Das ist wenig verwunderlich: Merz’ Ausstieg aus der Politik 2009 erfolgte nach einem Machtkampf mit Merkel. Überhaupt schaffte es die Kanzlerin in den vergangenen Jahren, zahlreiche Konkurrentinnen und Konkurrenten, ob gewollt oder nicht, zu entmachten oder wegzuloben. Christian Wulff wurde ins vor allem repräsentative Bundespräsidentenamt geschickt, zuvor hatte sie bereits Wolfgang Schäuble als Parteichef abgelöst und als Dauerfinanzminister ausgebremst.
Keine Nachfolgerin
Eine Nachfolgerin ist jetzt nicht in Sicht: Ursula von der Leyen war immer wieder als mögliche Kandidatin kolportiert worden, bis sie als Verteidigungsministerin aufgrund etlicher Bundeswehr-Skandale stark in Bedrängnis kam und schließlich Richtung Brüssel als EU-Kommissionsvorsitzende hochgelobt wurde. Auch Kramp-Karrenbauer, der nachgesagt wurde, Merkels Wunschkandidatin zu sein, kam zumindest teilweise ihr Job als Verteidigungsministerin in die Quere.

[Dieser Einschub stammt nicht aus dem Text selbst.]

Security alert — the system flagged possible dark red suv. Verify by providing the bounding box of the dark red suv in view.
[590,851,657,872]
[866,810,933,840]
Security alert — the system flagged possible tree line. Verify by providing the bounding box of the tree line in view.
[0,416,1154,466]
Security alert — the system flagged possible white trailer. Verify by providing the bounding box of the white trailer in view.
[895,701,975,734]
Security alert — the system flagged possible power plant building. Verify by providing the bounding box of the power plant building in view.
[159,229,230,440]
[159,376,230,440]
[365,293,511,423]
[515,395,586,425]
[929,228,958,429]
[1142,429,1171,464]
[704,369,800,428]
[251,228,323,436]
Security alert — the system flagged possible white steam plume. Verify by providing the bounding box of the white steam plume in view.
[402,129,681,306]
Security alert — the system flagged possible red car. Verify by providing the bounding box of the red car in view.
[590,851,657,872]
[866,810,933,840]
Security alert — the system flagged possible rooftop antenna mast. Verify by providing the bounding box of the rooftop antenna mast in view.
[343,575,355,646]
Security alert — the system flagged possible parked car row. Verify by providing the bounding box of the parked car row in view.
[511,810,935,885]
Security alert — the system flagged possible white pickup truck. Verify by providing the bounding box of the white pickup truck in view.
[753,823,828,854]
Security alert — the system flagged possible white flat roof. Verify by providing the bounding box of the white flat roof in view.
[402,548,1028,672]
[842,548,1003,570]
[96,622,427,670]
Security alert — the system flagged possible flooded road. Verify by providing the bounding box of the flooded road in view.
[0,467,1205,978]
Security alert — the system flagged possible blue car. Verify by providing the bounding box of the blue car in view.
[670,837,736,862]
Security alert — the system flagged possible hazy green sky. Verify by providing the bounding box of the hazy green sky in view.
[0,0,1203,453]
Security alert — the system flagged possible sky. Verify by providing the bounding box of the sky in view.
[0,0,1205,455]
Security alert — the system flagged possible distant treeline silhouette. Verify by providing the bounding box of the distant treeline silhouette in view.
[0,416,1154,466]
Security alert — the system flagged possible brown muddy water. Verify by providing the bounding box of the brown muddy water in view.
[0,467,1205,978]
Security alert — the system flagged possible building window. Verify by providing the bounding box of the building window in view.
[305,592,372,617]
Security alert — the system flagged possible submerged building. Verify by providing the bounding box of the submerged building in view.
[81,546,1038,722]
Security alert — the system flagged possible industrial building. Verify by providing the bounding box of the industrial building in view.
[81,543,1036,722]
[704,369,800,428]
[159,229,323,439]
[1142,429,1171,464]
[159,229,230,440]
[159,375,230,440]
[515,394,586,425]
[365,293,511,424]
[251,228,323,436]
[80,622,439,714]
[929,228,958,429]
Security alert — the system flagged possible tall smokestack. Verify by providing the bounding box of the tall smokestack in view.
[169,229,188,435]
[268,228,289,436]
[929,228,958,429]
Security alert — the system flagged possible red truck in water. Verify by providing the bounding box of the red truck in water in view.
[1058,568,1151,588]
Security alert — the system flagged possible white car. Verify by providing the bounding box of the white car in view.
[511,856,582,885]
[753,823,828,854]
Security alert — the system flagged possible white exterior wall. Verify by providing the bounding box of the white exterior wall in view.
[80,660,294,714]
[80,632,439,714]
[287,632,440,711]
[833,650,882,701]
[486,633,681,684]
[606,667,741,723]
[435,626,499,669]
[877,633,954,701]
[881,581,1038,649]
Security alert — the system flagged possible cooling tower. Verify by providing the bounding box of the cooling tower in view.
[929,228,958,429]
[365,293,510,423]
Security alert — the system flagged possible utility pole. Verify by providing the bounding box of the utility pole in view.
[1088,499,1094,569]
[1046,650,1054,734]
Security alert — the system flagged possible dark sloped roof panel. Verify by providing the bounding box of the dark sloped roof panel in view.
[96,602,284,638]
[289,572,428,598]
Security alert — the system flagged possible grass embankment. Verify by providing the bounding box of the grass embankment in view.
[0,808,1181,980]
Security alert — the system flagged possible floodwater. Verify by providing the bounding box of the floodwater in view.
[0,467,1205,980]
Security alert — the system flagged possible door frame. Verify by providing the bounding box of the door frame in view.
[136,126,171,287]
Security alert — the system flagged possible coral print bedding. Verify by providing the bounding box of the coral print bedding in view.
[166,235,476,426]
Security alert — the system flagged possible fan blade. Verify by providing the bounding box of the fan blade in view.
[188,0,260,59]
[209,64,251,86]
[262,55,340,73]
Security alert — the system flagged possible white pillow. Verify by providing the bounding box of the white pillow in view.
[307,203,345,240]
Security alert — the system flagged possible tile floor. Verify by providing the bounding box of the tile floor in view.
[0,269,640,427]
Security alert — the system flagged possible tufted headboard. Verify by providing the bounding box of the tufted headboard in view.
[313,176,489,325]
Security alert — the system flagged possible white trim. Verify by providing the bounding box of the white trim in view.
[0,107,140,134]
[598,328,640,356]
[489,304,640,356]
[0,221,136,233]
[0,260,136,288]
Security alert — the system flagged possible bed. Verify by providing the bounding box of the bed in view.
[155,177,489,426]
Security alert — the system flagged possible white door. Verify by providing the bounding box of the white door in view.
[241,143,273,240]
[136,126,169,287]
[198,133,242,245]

Ein Rücktritt vom Rücktritt, also dass Merkel noch einmal in den Ring steigt, wie in manchen rechten Verschwörungszirkeln vermutet, gilt als ausgeschlossen. Und es wird auch eher nicht erwartet, dass sich Merkel doch noch in die Nachfolgerfrage groß einmischt. Da sorgt derzeit schon eher etwas anderes für ein bisschen Irritation: Merkel versteht sich mit SPD-Chefin Saskia Esken offenbar besser als mit so manchem Parteifreund.